I have found some argument against matching the data with red noise along the lines that the red noise doesn’t match the real data and has some imparted signal. Total BS in my opinion, simply because ANY noise causes the same problem just to different degrees. This is the argument M04 used against McIntyre’s red noise reconstructions.
After reading this link it makes me think that what I need to do is focus strongly on the general sense of the math and see if I can find a relationship of noise characterization factors to response which allows the calculation of the offset and demagnification.

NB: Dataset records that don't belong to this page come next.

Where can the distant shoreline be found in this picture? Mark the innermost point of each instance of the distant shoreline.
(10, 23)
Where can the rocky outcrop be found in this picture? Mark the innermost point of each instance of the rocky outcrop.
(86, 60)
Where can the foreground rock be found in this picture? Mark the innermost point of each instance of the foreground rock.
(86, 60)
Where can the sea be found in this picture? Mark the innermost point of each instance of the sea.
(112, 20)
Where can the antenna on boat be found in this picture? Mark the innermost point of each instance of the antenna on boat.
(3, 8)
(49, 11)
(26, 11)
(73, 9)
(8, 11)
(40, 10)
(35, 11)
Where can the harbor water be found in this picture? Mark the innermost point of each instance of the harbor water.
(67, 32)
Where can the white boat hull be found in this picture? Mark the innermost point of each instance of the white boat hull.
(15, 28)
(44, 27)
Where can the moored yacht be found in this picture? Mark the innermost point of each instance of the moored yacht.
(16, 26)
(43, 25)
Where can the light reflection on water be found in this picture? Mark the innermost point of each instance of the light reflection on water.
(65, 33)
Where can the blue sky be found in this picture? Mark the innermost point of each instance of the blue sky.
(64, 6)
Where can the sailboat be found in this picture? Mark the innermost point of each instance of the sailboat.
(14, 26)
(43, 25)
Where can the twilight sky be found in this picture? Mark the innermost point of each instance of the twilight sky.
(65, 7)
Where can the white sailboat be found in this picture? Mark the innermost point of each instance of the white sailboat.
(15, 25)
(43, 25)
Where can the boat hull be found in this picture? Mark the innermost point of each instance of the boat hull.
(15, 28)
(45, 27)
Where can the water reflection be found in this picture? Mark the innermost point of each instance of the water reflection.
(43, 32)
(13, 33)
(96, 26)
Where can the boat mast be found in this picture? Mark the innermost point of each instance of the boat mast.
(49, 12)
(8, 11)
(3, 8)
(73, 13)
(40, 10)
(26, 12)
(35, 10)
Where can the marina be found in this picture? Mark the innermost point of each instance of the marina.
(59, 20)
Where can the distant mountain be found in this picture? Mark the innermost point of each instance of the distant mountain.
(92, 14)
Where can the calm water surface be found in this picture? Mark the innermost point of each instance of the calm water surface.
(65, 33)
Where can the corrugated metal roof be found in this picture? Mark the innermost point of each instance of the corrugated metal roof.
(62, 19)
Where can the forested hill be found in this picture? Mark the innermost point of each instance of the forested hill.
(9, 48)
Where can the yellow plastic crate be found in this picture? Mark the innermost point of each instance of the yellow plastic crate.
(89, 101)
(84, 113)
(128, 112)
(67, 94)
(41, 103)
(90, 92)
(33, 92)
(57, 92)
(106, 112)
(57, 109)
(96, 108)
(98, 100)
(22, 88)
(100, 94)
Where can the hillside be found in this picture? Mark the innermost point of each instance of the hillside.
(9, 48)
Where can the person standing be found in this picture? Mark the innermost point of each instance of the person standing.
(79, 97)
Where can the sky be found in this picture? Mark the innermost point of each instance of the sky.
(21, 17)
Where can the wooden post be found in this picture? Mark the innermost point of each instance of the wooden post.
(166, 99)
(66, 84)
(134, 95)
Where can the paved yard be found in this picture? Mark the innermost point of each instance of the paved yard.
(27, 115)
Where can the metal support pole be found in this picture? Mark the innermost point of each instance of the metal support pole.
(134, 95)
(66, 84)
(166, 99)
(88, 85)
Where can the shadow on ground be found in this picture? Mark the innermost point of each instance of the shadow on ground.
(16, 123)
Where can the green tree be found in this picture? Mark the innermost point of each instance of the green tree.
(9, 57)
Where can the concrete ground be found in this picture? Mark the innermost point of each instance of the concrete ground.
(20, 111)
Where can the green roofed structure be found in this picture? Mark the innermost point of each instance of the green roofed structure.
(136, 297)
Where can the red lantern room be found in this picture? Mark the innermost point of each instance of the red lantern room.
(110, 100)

BTW this effect applies to every single proxy reconstruction I have read not just M08. Also, I calculated a historic (pre-calibraion) amplification value of 0.62 for the Mann08 series. I just haven’t figured out a good way to calculate the offset yet.
Really big thanks.
Good work. As I understand it, what you’re saying is this:
Take a random set of proxies and select those proxies that show a positive correlation with the instrumental temperature data. Since the ITD increases with time this will select proxies which have a terminal portion (most recent) which increases with time. If selected by just positive or negative correlation, the selected sample should be about 50% of the original set. But if you set a value or r as a hurdle that the correlation must clear to be included, less than 50% would make the cut; presumably the proportion that makes the cut would decrease with increasing r (I always prefer r^2 but obviously it doesn’t matter here). Now take some kind of average of the selected proxies. Obviously it goes up during the ITD period since all proxies have been selected to have that feature. Before that period all the proxies are random sequences (with any kind of noise; I can’t see that it matters)so with any reasonable kind of averaging the noise over that period cancels and you are left with a flat line – which becomes the hockey stick handle. Now, “calibrate” the proxy average by multiplying by a constant so that the terminal slope of the proxy average is the same as the slope of the ITD. Next, apply the “offset” by moving the calibrated proxy average up or down to connect with the beginning of the ITD. Which gives a hockey stick shaped average proxy with excellent agreement with the ITD over the relevant period.
Have I understood correctly?
To me the process is equivalent to having a calibration curve for each proxy Pi of the common form Ti = Ai+Bi*Pi where Ai and Bi are constants, different for each proxy, and Ti is the temperature predicted by proxy Pi. Doing it this way would make it appear more conventional and harder to see what is really going on.